The system integrates calibrated camera intrinsics and extrinsics, motor gain and trim calibration, ROS nodes for perception and control, AprilTag-based semantic localization, stop line detection, lane filter for lateral pose estimation, finite state machine for state transitions, PID controllers for velocity and steering regulation, and quantized Qwen 2.5 models for multimodal inference on embedded hardware.

The work establishes a reproducible pipeline for benchmarking navigation algorithms, enabling analysis of trade-offs between model size, inference latency, memory limits, communication overhead, and control cycle timing in real-time robotic systems.

VLM in Duckietown - visual project highlights

The technical approach and challenges

This approach, at the technical level, involves:

The method integrates calibrated camera intrinsics and extrinsics for distortion correction and frame alignment, motor gain and trim calibration for odometry consistency, and ROS-based perception nodes for lane filtering, stop line detection, obstacle recognition, and AprilTag-based pose estimation. Control nodes implement PID regulators for velocity and steering, parameterized turning primitives, and synchronized execution through a finite state machine that coordinates lane following, intersection stopping, turning maneuvers, and recovery states. Sensor fusion combines camera streams, encoder feedback, and ToF measurements for robust decision inputs.

Quantized Qwen 2.5 vision-language models were deployed with llama.cpp, configured with reduced context window and batch size to match GPU memory limits. The models were evaluated for trajectory planning and visual reasoning tasks, with both 7B and 3B variants tested under quantization schemes. Integration required Docker containerization for portability and ROSBridge for monitoring and remote interaction.

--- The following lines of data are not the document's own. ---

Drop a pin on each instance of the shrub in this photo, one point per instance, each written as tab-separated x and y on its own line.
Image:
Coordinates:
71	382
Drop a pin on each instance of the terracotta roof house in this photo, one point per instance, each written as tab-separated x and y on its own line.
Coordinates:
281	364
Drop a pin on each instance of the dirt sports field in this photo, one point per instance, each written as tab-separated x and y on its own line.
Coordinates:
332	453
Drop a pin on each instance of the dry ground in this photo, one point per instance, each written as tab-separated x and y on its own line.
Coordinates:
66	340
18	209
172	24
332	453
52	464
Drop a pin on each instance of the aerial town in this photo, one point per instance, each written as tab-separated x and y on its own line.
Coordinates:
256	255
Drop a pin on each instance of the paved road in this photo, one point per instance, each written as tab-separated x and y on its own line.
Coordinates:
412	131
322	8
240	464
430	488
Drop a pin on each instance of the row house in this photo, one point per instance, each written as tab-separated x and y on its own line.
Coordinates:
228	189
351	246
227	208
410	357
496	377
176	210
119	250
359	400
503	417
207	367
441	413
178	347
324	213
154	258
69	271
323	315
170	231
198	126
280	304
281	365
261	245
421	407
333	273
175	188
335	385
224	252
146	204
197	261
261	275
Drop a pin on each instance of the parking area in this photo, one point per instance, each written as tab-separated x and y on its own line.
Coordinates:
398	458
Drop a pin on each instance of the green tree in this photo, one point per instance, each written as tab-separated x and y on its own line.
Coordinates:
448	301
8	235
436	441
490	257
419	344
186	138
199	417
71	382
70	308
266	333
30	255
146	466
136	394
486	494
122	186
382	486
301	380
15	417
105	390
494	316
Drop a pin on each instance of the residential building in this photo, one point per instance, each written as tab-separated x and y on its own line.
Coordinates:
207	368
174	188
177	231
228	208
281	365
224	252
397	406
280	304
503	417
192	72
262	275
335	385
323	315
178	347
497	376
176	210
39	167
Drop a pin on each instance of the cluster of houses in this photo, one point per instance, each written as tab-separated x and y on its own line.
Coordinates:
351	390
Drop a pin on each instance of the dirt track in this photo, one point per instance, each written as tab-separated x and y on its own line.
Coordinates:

Challenges included GPU memory capacity restricting larger model execution, inference latency exceeding 100 ms control cycle requirements, CUDA feature mismatches across builds, and instability in container runtimes on the NVIDIA Jetson Nano platform. These issues necessitated systematic parameter tuning of controllers, quantization of VLMs to GGUF formats, pruning strategies to reduce computation load, and hybrid offloading of visual reasoning to external compute nodes while maintaining low-level perception and control locally. Additional constraints involved balancing message-passing overhead in ROS, synchronization delays between perception and control nodes, and variability in inference reproducibility across different hardware builds.

Autonomous navigation system using VLM Duckiebot DB21J assembly components — Duckiebot DB21J Assembly

Autonomous navigation system using VLM Duckiebot DB21J data workflow — System Workflow Architecture

Autonomous navigation system using VLM Duckiebot DB21J camera calibration patterns — Camera Calibration

Autonomous navigation system using VLM Duckiebot DB21J Qwen 2.5 model latency accuracy comparison — VLM Model Performance

Report and Presentation

Looking for similar projects?

Check out the following works on path planning with Duckietown:

VLM in Duckietown: Authors

Sahil Virani is a student at Technical University of Munich, Germany.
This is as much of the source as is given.